The Passing of Dr. Walter Williams

Conservative black patriot, Economist Walter Williams, died suddenly last week, literally after having taught a class at George Mason University, his academic home-base for 40-years.  Referring to Dr. Williams as the “heart and soul” of the George Mason economics department, no doubt molding it over the years to become an outstanding one that “unapologetically resists the trend of teaching economics as if it’s a guide for social engineers,” wrote his long-time colleague, Donald J. Boudreaux.

The author of 13 books, and an occasional guest host for Rush Limbaugh, Walter Williams was known for his “intelligent and bold defense and advocacy of free markets and individual liberty, and his cogent deconstruction of the welfare state and such destructive liberal policies as rent control and the minimum wage.”

Yet, wrote his life-long close friend and fellow intellectual, Dr. Thomas Sowell: “Despite his (Williams) opposition to the welfare state, as something doing more harm than good, Walter was privately very generous with both his money and his time in helping others.  He figured he had a right to do whatever he wanted to with his own money, but that politicians had no right to take his money to give away, in order to get votes.”

In addition to authoring books and publishing countless articles, Williams wrote a regular print column.  His last such, published shortly before his untimely death, dealt with the education (or more correctly, the on-going mis-education of urban black youth in too many of our very largest cities.  He wrote: “Several years ago, Project Baltimore began an investigation of Baltimore’s school system. What it found was an utter disgrace.  On 19 of Baltimore’s 39 high schools, out of 3,804 students, only 14 of them, or less than 1%, were proficient in math.  In five Baltimore City high schools, not a single student scored proficient in math or reading.”  Despite those results, the Baltimore schools “had a 70% graduation rate.”  Concluded Williams, those schools are “a fraud that is perpetrated on parents and taxpayers.”

Along with illustrating similar results in Detroit’s public schools in that last column, he also lamented the “deterioration” within school environments, not only the increased prevalence of violence, but also behavior and “disrespect for teachers.”  Wrote Williams about the latter: “Years ago, much of the behavior of young people that we see today would never have been tolerated.  There was the vice principal’s office where corporal punishment would be administrated for gross infractions. If the kid was unwise enough to tell his parents what happened, he might get more punishment at home.”

Hearing the news of Dr.
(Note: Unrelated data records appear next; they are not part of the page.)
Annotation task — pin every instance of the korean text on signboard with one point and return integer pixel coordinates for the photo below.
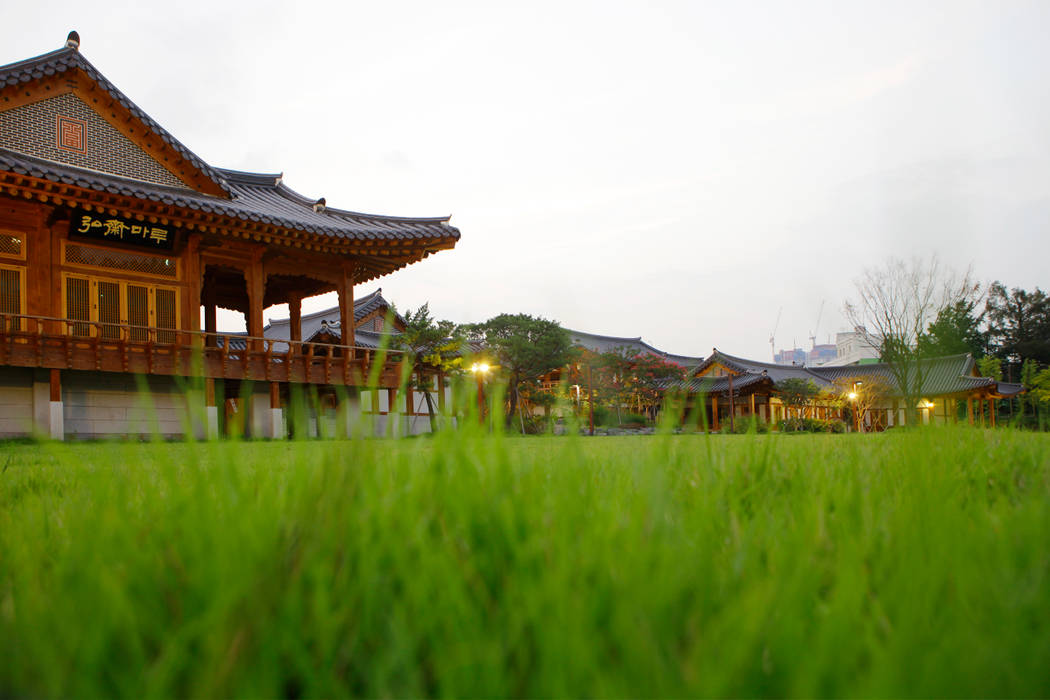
(122, 230)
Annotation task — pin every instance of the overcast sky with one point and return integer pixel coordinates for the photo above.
(672, 170)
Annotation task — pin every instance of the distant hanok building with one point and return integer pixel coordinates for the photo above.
(726, 385)
(114, 236)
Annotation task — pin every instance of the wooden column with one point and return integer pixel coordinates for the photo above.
(255, 277)
(295, 318)
(56, 414)
(191, 271)
(209, 317)
(211, 411)
(345, 290)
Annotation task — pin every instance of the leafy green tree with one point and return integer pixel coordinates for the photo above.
(899, 301)
(990, 366)
(956, 330)
(525, 348)
(797, 393)
(1019, 325)
(435, 346)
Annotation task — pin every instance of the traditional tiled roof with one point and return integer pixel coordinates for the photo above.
(254, 197)
(597, 343)
(327, 319)
(68, 59)
(942, 376)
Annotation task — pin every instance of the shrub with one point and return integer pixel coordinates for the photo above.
(747, 424)
(812, 425)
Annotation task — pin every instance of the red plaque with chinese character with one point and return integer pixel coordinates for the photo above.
(71, 134)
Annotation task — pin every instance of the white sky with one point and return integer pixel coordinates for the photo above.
(675, 170)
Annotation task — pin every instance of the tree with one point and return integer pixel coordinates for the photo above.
(1019, 325)
(434, 346)
(954, 331)
(797, 393)
(647, 377)
(525, 347)
(861, 394)
(899, 301)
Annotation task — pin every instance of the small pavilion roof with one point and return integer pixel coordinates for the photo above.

Williams passing, Senator Ted Cruz (R-TX) stated: “Walter Williams was legendary.  He was brilliant, incisive, witty, and profound.  I grew up reading him. He was a ferocious defender of free markets, and a powerful explainer of the virtues of liberty.”
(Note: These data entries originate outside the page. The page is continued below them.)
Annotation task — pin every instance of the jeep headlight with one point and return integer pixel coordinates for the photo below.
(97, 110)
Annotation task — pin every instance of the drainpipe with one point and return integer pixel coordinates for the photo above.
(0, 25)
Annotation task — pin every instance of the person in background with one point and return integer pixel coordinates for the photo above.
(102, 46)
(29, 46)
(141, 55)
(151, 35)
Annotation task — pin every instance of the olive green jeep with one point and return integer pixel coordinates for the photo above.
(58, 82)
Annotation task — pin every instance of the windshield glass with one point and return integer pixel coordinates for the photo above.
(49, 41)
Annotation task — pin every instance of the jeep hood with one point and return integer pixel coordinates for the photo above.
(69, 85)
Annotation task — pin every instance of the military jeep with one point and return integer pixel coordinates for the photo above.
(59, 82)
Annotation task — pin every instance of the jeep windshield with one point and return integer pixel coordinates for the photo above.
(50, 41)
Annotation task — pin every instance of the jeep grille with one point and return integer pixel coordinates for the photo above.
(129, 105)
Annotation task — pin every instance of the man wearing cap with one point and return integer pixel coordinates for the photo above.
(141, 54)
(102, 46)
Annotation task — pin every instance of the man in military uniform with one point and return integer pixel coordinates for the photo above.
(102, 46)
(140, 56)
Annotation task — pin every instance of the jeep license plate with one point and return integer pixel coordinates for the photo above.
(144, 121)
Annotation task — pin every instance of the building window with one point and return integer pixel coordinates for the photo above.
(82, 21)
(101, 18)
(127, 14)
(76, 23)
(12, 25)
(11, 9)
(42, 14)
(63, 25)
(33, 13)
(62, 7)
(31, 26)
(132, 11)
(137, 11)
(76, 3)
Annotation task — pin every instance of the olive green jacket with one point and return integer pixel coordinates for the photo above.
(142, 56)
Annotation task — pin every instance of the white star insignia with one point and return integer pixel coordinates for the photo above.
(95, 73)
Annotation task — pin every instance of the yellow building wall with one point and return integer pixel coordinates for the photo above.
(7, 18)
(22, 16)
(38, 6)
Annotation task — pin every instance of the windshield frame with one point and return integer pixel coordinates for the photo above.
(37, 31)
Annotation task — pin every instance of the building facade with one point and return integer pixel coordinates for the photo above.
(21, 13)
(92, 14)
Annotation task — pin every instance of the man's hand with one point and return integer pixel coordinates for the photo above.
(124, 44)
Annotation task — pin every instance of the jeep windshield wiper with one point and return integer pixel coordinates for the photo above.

Concluding his comments about the life and contributions of his incredible colleague, Donald Boudreaux wrote further: “Walter was a scholar’s scholar.  He was one of America’s most courageous defenders of free markets, constitutionally limited government, and individual responsibility.  He was a tireless champion of American values.”

Not only will this nation miss the continuing conservative wisdom of Dr. Walter Williams in more normal times, but his common-sense perspective will be even more badly missed, and needed, as we head into a period of anticipated over-reaching federal government policies and actions under the likely Progressive (i.e., dismantling) control of our incredible republic, which needs not to be “transformed,” but since now threatened, is in dire need of being firmly preserving forever.


(George Mason department quotes via The Wall Street Journal, Donald J. Boudreaux, 12-3-20; William’s views quote via, Larry Thornberry, 12-3-20; Sowell quote via, Thomas Sowell, 12-3-20; Last column quotes via, John Hinderaker, 12-3-20; Cruz quote via, Larry Thornbery, 12-3-20; Boudreaux concluding quote via The Wall Street Journal, Donald J. Boudreaux, 12-3-20).